Build without defaults: `cargo build --no-default-features -F fuzzy,gcs`

## Architecture

### Module Layout

- **`src/cli/`** — Clap derive-based argument definitions. `cli.rs` has the top-level `Commands` enum. `input.rs` and `output.rs` handle complex input/output argument parsing (file formats, compression, paired-end, spans).
- **`src/commands/`** — Command implementations, each in its own subdirectory. `utils.rs` has shared compression helpers.
- **`src/types.rs`** — Type aliases (`BoxedReader`, `BoxedWriter`).
- **`src/main.rs`** — CLI dispatch and SIGPIPE handling.

### Key Patterns

**Parallel processing**: Commands use the `paraseq` crate's `ParallelProcessor` trait for embarrassingly parallel batch processing. Each command has a `processor.rs` implementing this trait with thread-local buffers and `Arc<Mutex<T>>` for shared global state.

**Grep backends**: The grep command uses a `PatternMatcher` enum dispatching to three backends — `regex`, `aho-corasick` (fixed-string, multi-pattern), and `sassy` (fuzzy, feature-gated). The same pattern applies to `PatternCounter` for the `-P` pattern-count mode.

**Encode modes**: Encoding dispatches across atomic (single/paired files), recursive (directory walk via `walkdir`), manifest (file list), and batch (multi-file thread distribution) modes.

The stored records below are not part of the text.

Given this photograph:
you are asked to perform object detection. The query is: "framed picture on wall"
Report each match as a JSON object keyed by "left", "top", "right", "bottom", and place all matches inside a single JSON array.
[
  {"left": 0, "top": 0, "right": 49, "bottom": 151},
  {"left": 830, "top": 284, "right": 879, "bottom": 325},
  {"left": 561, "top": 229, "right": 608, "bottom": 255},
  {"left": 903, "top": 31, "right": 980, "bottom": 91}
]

**Writer abstraction**: `SplitWriter` supports interleaved (single file) and split (separate R1/R2) output modes with polymorphic writers (file, stdout, compressed, chunked).

### Core Dependencies

| Crate | Role |
|-------|------|
| `binseq` | BINSEQ format read/write |
| `bitnuc` | 2-bit/4-bit nucleotide encoding |
| `paraseq` | Parallel FASTX/BINSEQ processing |
| `clap` | CLI argument parsing (derive) |
| `anyhow` | Error handling throughout |

### Testing

Integration tests live in `tests/`. `tests/common.rs` provides a builder (`write_fastx()`) for generating random FASTQ/FASTA test data with configurable compression (none, gzip, zstd). Tests use cartesian products over format/compression/mode combinations. Dev dependencies: `bon` (builder macro), `nucgen` (random sequences), `tempfile`, `itertools`.

## Contribution Guide

When making changes, keep the following documentation in sync:

1. **CLAUDE.md** — Update this file when adding new commands, changing architecture, or modifying build/test workflows.
2. **README.md** — Update usage examples and feature descriptions when adding or changing user-facing functionality (new commands, flags, behavior changes).
3. **Clap doc comments** — All CLI arguments, flags, and subcommands use clap derive macros with `/// doc comments` and `#[clap(long_about)]` attributes. When adding or modifying flags, write clear help text directly on the struct fields in `src/cli/`. These doc comments are the `--help` output users see.
4. **New feature flags** — If adding a Cargo feature flag, document it in both `CLAUDE.md` (Feature Flags section) and `README.md` (Feature Flags / Installation section).